La décision rappelle utilement le cadre légal de l’article 258 du code civil. Elle en fait une application rigoureuse fondée sur une appréciation concrète des situations comparées des époux. L’arrêt consacre une solution équilibrée mais soulève des interrogations sur la nature et la durée des mesures provisoires.
**I. La confirmation d’une jurisprudence d’équité : l’appréciation concrète des besoins et des ressources**
La cour procède à une pesée globale des intérêts en présence. Elle retient une conception large de la contribution aux charges du mariage, intégrant tant une somme d’argent que l’avantage en nature constitué par la jouissance gratuite du logement. L’épouse, âgée de soixante-quinze ans, justifie de revenus modestes et d’un attachement particulier au domicile. La cour relève qu’elle « y reçoit régulièrement ses enfants et petits-enfants » et que, « du fait de ses difficultés de santé, elle ne peut pas résider en dehère » de sa commune. À l’inverse, l’époux dispose de revenus confortables et « a pu se loger et rester à proximité de ses proches ». La cour estime qu’il « n’est pas établi que même en recevant de son époux la somme de 2. 300 euros qu’il lui offre, [l’épouse] aura la possibilité de se reloger dans des conditions identiques ». Cette analyse in concreto permet de justifier le maintien de l’attribution du logement à l’épouse, malgré l’absence de faute de l’époux. La solution s’inscrit dans une jurisprudence constante qui privilégie la protection du conjoint le plus vulnérable économiquement après une longue vie commune.

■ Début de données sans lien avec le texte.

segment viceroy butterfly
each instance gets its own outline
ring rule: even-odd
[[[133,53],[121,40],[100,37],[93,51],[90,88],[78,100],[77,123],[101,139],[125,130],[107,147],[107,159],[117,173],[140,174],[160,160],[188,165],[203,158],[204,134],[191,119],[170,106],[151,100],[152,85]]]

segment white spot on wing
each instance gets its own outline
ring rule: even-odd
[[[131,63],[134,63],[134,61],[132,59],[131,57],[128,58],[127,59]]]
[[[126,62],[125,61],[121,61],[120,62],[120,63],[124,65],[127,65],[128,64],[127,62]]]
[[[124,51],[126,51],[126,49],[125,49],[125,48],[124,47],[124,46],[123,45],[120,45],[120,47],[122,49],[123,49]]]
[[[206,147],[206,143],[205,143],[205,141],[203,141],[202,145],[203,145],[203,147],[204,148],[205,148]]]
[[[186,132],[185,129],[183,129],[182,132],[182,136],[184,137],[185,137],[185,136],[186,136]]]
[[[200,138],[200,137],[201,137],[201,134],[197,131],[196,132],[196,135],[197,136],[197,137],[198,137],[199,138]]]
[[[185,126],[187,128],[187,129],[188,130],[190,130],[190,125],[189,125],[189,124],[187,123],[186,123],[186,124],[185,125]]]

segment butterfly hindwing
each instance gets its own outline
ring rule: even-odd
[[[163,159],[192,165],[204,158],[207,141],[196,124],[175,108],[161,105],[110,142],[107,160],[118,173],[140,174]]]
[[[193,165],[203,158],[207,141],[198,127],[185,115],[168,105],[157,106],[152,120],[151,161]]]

Le raisonnement s’appuie également sur un élément procédural significatif. La cour note que la jouissance du domicile avait été attribuée à l’épouse par l’ordonnance de non-conciliation de 2005, « François X… ne s’étant pas alors opposé à cette mesure ». Cette circonstance, bien que non décisive à elle seule, participe de l’économie générale de la décision. Elle renforce l’idée d’une situation acquise et stabilisée qu’il n’y a pas lieu de bouleverser sans nécessité impérieuse. La fixation du montant de la pension à 1 550 euros, inférieur à l’offre de l’époux, procède de la même logique. La cour confirme le premier juge après avoir examiné « les ressources respectives des parties ». L’époux perçoit 4 686,10 euros mensuels contre 450 euros pour l’épouse. La pension représente environ le tiers des ressources de l’époux, proportion qui respecte les usages jurisprudentiels. La méthode est donc classique : elle combine une évaluation comparative des besoins et des capacités contributives.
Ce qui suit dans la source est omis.